2. You put electrons into the material, and in the material they feel potential of atomic cores. This potential restrict possible energetic states that are available for electrons, that is it makes bands, where electrons can behave almost freely (according to Fermi-Dirac distribution), but makes energetic states between the bands forbidden.

• I hope this isn't a completely silly question, but with regards to #1, what is a particle's "energy" if there is no potential? That is to say, how can an electron have energy in the absence of the electric potential energy from an atomic core? May 15 '12 at 7:25
• If your question would be about classical mechanics, this would be trivial, as particles can have also kinetic energy. However, for quantum mechanics this is no longer trivial. If the density of electrons/fermions is too large, particles cannot just have any energy, they are bound by quantum effects. Moreover since by Pauli exclusion principe two fermions cannot be in the exacty the same quantum state (in classical physics it would be possible to have two particles with say the same kinetic energy) you get Fermi-Dirac distribution of energies. May 15 '12 at 7:55

In despite of being closely related, the Fermi energy and Fermi level are two different concepts which apply to different situations. To former is applied at zero temperature whereas the latter makes sense at finite temperature.

To exemplify the difference let us consider a continuum of energies for a multi electronic system. At $0\, \mathrm K$ all the levels are completely filled from the bottom. The energy of the highest occupied level is then said to be the Fermi energy, although this is not its definition. At finite temperature some electrons are excited and the levels are no longer completely filled up to a given one which forbids us to use the concept of Fermi energy. The best one can do now is to define the Fermi level as the level which has an occupation probability (according to the Fermi-Dirac distribution) of $1/2$.

For semiconductors as well as insulators, the Fermi energy falls in the the band gap. This is actually general property of systems presenting discrete levels of energy. To understand it one has to use the precise definition of the Fermi energy which is the chemical potential at zero temperature. Consider a system with discrete energies, with $N$ occupied levels and at $0\, \mathrm K$. The Fermi-Dirac distribution is given by $$n=\frac{1}{\exp\left(\frac{E-E_F}{kT}\right)+1},$$ where $E_F$ is the the chemical potential at zero temperature, aka the Fermi energy.
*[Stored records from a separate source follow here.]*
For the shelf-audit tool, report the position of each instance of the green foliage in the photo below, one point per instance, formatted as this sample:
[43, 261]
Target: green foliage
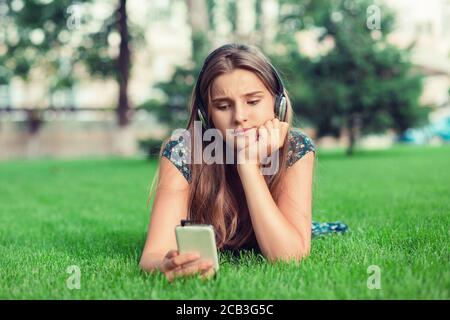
[361, 76]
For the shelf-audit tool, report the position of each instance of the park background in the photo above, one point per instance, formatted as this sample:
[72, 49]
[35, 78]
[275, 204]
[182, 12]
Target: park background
[89, 90]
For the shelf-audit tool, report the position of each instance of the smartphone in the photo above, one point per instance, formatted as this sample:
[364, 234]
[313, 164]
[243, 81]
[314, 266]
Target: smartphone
[199, 238]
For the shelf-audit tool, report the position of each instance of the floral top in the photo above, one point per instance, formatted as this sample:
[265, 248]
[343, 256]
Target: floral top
[299, 145]
[175, 150]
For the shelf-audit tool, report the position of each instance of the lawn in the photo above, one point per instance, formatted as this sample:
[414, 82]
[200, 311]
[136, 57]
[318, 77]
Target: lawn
[92, 214]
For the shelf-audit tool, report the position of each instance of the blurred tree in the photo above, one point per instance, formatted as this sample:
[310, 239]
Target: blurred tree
[177, 90]
[354, 79]
[57, 35]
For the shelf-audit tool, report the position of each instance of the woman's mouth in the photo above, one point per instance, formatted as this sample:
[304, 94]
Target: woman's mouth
[242, 132]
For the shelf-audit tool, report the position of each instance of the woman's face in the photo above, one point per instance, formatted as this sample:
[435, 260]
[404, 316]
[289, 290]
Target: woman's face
[239, 100]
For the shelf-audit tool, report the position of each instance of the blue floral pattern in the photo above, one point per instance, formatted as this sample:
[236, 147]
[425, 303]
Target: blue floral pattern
[299, 144]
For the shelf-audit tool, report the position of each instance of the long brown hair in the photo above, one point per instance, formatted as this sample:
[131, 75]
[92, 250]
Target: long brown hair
[216, 195]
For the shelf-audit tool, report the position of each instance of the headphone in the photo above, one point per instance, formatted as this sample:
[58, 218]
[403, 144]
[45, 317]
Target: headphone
[280, 98]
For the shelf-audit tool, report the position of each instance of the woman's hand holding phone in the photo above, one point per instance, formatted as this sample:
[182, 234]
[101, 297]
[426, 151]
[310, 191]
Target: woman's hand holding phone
[177, 264]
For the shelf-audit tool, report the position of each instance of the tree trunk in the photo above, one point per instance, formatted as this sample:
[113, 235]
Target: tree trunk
[123, 66]
[124, 139]
[354, 123]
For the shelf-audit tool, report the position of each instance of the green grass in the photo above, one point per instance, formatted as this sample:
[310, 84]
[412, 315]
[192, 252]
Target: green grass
[92, 213]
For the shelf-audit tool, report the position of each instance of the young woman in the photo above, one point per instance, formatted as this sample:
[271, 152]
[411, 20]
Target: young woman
[239, 95]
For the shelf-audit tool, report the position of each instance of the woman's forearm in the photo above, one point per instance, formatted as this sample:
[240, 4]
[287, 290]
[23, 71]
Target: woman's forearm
[150, 262]
[276, 236]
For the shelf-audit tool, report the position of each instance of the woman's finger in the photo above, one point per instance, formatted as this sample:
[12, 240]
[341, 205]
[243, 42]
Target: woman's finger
[192, 268]
[181, 259]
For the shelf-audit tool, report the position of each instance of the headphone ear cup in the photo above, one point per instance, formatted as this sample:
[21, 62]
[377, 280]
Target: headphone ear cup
[277, 106]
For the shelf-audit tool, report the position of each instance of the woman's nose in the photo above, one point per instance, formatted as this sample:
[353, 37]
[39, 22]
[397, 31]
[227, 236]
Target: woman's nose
[240, 113]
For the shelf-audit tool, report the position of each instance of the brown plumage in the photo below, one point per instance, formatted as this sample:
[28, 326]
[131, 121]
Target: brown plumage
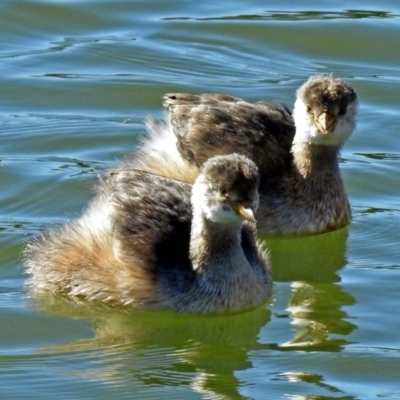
[301, 188]
[148, 241]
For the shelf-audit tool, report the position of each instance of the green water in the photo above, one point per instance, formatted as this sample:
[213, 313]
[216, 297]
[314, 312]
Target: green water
[78, 78]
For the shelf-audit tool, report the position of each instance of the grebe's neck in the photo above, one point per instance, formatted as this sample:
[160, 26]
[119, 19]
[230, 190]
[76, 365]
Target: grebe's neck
[314, 159]
[213, 245]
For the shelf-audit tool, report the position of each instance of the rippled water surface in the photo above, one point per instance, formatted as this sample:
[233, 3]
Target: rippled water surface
[78, 78]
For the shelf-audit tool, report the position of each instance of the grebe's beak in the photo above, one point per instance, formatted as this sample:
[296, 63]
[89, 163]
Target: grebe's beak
[245, 212]
[325, 122]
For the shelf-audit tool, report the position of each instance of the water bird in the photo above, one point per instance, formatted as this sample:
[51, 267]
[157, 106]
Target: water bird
[158, 243]
[301, 189]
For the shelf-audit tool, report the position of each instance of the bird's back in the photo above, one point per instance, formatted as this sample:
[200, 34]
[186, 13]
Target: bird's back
[211, 124]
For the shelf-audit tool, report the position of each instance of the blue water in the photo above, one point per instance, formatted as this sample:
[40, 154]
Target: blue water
[77, 80]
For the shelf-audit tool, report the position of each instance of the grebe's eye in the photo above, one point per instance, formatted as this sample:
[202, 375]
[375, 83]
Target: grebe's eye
[224, 193]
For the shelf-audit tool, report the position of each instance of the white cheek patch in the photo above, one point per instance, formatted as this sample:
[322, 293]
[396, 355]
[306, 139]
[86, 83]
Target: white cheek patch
[306, 130]
[220, 212]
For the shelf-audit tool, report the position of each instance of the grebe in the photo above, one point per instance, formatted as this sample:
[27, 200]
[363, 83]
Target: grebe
[158, 243]
[301, 189]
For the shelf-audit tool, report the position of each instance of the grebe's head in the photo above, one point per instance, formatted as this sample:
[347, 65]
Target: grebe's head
[325, 111]
[226, 189]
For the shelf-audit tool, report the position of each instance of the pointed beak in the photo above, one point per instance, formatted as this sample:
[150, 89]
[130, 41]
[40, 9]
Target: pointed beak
[325, 122]
[245, 212]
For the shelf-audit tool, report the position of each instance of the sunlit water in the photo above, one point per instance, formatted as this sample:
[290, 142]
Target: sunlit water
[78, 78]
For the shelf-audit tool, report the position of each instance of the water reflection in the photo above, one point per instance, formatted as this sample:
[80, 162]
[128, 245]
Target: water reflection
[205, 353]
[162, 349]
[317, 301]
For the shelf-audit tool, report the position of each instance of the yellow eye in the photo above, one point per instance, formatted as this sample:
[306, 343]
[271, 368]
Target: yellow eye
[224, 193]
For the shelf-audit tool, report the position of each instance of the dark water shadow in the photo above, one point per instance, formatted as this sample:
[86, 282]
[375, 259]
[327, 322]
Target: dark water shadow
[316, 307]
[161, 349]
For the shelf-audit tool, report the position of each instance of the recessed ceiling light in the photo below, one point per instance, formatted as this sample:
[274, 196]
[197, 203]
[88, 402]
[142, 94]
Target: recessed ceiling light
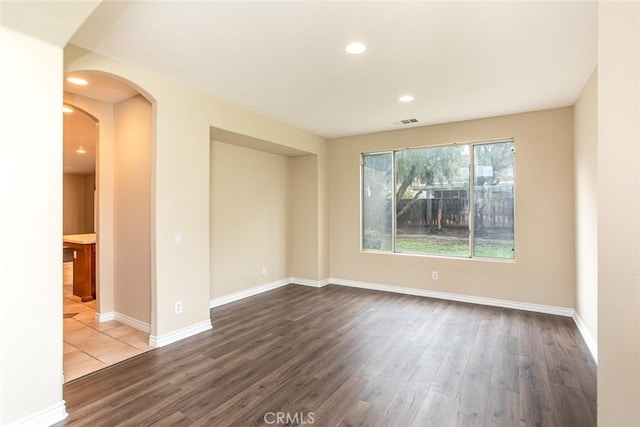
[77, 81]
[355, 48]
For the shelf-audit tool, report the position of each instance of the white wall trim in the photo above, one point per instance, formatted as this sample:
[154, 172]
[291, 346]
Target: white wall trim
[46, 417]
[105, 317]
[586, 335]
[124, 319]
[216, 302]
[180, 334]
[539, 308]
[309, 282]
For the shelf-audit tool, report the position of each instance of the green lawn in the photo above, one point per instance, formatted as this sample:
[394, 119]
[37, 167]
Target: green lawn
[449, 246]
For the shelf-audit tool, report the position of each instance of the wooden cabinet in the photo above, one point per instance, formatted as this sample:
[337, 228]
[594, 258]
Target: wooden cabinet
[84, 264]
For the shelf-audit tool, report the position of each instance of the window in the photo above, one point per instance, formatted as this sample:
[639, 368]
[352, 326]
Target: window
[455, 200]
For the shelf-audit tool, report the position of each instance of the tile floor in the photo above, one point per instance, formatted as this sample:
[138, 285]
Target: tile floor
[89, 345]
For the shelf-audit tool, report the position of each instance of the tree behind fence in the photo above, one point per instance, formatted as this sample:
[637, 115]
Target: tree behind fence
[494, 212]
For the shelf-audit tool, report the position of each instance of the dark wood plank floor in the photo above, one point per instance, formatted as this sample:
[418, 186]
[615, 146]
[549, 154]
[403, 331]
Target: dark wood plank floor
[339, 356]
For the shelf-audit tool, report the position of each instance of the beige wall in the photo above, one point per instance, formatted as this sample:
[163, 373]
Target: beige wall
[303, 217]
[586, 205]
[248, 218]
[89, 202]
[104, 202]
[132, 208]
[31, 217]
[618, 214]
[78, 203]
[183, 118]
[543, 272]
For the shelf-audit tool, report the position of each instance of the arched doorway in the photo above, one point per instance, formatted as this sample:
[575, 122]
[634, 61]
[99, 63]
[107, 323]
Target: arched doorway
[121, 323]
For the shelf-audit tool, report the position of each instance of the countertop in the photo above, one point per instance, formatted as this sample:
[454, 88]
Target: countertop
[81, 239]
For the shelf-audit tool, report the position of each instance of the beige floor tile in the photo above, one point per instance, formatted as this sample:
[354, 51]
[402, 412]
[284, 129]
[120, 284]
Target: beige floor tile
[82, 368]
[68, 348]
[71, 324]
[85, 315]
[137, 339]
[119, 355]
[104, 346]
[90, 345]
[75, 357]
[119, 331]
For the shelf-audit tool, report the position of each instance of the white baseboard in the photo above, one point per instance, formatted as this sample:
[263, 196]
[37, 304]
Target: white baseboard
[586, 336]
[216, 302]
[171, 337]
[125, 320]
[309, 282]
[539, 308]
[105, 317]
[44, 418]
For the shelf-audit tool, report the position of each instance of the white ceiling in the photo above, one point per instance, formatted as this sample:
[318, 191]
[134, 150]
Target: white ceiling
[80, 128]
[461, 60]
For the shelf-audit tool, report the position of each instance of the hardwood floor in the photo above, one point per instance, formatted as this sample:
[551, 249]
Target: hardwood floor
[341, 356]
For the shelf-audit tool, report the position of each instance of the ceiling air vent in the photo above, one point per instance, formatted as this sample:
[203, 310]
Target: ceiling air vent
[406, 122]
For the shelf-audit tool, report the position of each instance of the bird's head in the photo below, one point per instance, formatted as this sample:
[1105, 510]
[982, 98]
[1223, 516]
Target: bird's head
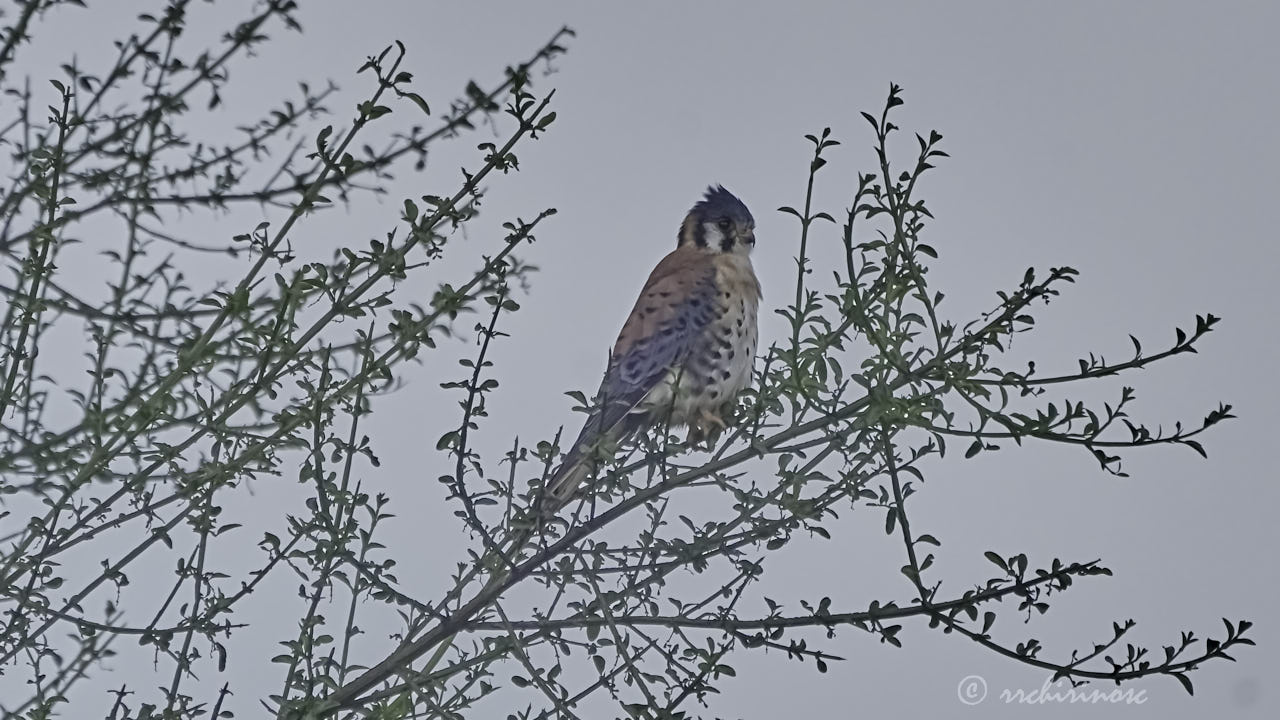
[720, 223]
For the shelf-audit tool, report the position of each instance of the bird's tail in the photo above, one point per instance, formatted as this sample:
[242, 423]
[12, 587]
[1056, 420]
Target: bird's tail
[563, 483]
[581, 459]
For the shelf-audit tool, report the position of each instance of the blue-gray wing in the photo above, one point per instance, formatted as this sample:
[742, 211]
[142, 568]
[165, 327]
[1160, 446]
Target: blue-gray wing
[675, 306]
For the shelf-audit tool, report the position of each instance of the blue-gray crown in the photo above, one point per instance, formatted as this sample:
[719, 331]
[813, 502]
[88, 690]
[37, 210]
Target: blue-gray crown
[720, 203]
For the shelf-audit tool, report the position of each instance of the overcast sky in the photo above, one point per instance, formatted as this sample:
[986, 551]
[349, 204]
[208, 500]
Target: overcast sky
[1133, 141]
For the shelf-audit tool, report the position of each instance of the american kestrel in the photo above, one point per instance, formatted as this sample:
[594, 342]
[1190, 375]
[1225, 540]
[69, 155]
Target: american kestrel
[688, 347]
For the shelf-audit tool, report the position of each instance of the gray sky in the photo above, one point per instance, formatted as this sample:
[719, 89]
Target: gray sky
[1134, 141]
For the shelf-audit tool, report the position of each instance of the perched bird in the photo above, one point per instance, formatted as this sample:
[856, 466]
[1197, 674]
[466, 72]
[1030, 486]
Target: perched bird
[688, 347]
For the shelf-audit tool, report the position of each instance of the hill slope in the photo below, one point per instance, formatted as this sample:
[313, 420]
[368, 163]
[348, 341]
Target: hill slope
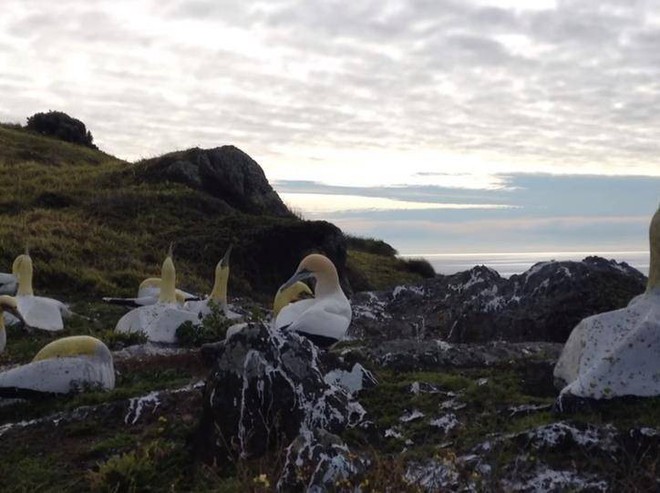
[96, 225]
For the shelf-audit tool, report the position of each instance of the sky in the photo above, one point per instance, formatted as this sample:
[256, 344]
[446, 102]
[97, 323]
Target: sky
[440, 126]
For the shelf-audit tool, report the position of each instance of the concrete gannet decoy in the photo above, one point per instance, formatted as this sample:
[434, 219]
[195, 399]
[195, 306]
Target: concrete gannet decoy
[218, 294]
[160, 320]
[65, 365]
[296, 292]
[148, 293]
[8, 283]
[324, 319]
[39, 312]
[7, 304]
[617, 353]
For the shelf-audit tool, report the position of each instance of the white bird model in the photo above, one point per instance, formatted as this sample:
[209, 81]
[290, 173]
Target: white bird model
[39, 312]
[148, 294]
[617, 353]
[325, 318]
[7, 304]
[65, 365]
[218, 294]
[159, 321]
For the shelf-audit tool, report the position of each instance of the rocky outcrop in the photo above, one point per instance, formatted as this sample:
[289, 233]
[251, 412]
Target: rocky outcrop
[224, 172]
[542, 304]
[266, 389]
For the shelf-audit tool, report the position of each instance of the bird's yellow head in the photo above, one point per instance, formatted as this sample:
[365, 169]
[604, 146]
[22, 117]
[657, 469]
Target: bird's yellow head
[320, 268]
[296, 292]
[69, 347]
[22, 268]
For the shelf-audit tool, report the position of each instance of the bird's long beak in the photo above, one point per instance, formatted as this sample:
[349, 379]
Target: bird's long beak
[298, 276]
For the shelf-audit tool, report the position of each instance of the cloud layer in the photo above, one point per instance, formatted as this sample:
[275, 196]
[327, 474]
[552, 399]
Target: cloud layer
[567, 87]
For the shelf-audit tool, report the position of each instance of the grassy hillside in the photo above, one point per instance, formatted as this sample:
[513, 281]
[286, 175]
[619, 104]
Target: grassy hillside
[95, 226]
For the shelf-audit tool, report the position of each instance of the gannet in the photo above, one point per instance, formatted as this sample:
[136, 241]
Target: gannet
[296, 292]
[65, 365]
[218, 294]
[7, 304]
[148, 293]
[160, 320]
[8, 283]
[39, 312]
[617, 353]
[324, 319]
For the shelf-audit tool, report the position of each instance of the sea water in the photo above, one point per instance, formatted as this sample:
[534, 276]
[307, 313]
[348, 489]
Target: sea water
[508, 264]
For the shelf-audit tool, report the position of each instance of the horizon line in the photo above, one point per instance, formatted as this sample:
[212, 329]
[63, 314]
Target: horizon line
[495, 254]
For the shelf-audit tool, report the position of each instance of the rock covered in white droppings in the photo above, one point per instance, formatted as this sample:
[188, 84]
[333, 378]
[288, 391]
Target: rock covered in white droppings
[411, 416]
[446, 423]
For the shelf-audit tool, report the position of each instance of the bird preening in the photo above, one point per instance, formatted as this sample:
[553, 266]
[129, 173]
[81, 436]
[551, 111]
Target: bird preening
[321, 314]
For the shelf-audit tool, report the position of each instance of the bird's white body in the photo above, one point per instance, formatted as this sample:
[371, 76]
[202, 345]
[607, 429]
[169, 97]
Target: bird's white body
[325, 318]
[203, 308]
[149, 293]
[39, 312]
[617, 353]
[65, 373]
[158, 322]
[614, 353]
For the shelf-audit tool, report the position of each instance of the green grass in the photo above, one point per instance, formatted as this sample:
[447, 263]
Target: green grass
[377, 272]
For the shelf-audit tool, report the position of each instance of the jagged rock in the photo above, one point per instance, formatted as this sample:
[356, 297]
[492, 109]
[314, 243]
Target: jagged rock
[562, 444]
[225, 172]
[414, 355]
[116, 414]
[542, 304]
[317, 461]
[265, 389]
[617, 353]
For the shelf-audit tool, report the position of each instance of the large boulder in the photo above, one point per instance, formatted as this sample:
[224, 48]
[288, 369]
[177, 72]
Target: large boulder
[266, 388]
[542, 304]
[224, 172]
[61, 126]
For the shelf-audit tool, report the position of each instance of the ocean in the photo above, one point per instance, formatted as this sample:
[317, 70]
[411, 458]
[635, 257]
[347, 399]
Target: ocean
[508, 264]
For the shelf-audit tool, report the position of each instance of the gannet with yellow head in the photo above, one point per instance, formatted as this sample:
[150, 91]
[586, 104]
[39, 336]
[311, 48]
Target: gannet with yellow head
[7, 304]
[8, 283]
[148, 294]
[617, 353]
[65, 365]
[296, 292]
[218, 294]
[160, 320]
[325, 318]
[39, 312]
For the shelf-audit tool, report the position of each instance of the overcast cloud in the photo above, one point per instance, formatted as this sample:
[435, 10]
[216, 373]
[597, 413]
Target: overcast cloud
[363, 93]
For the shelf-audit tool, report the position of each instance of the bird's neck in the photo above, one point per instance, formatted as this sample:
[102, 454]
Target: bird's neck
[167, 283]
[219, 291]
[654, 268]
[25, 281]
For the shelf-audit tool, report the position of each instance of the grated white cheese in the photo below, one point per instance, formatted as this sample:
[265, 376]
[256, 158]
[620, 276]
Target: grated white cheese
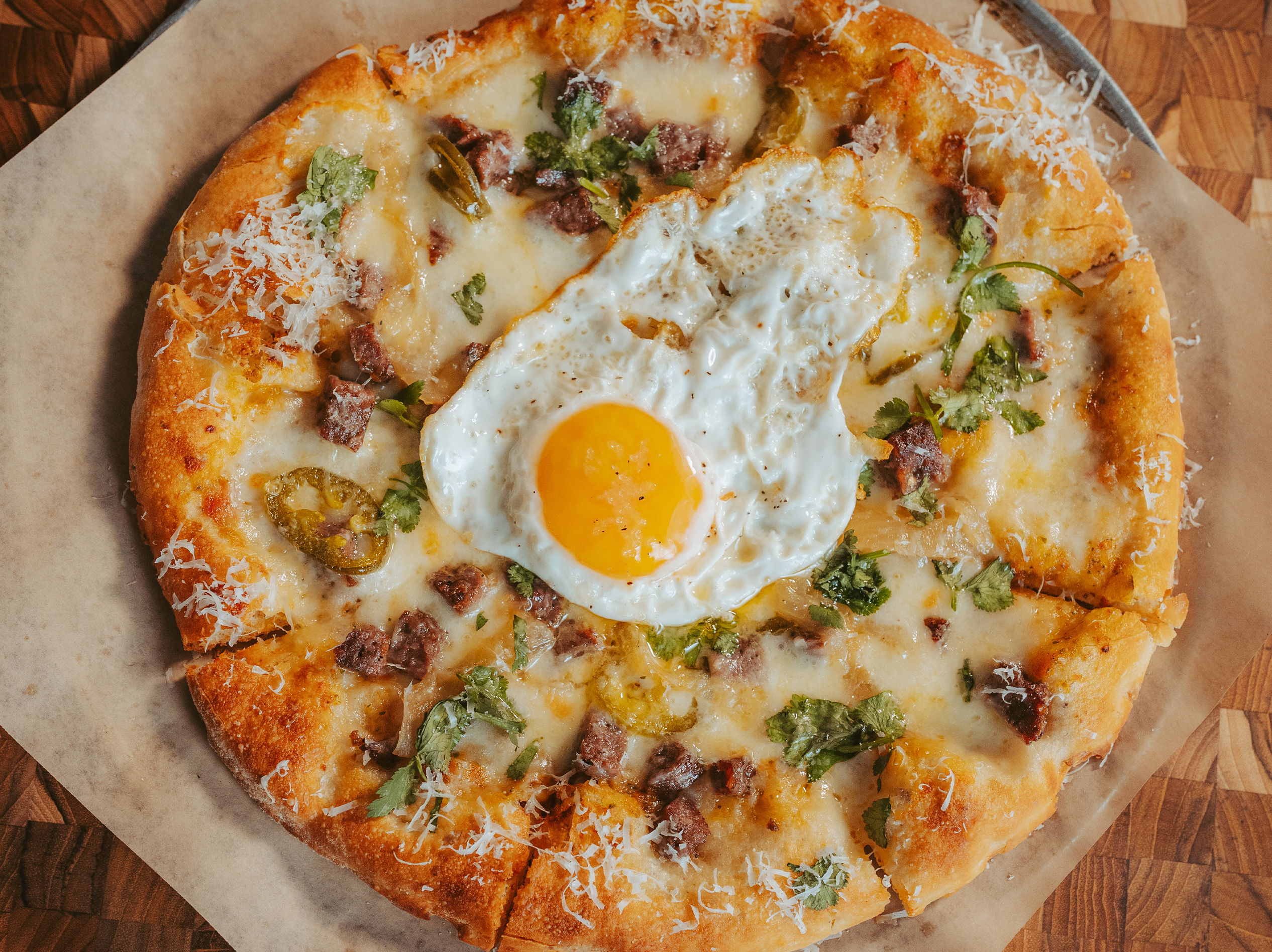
[275, 271]
[433, 55]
The occupation of the $N$th level is $1$ and from the above equation this gives $E_N<E_F$. On the other hand, the occupation of the $(N+1)$th level is $0$ which leads to $E_{N+1}>E_F$. Hence, $$E_N<E_F<E_{N+1}.$$ In particular, for insulators and semiconductors the Fermi level shall be in the gap between the valence band (whose last level is $E_N$) and the conduction band (whose first level is $E_{N+1}$). Note that only for continuum levels the Fermi energy is equivalent to the energy of the highest occupied level at zero temperature.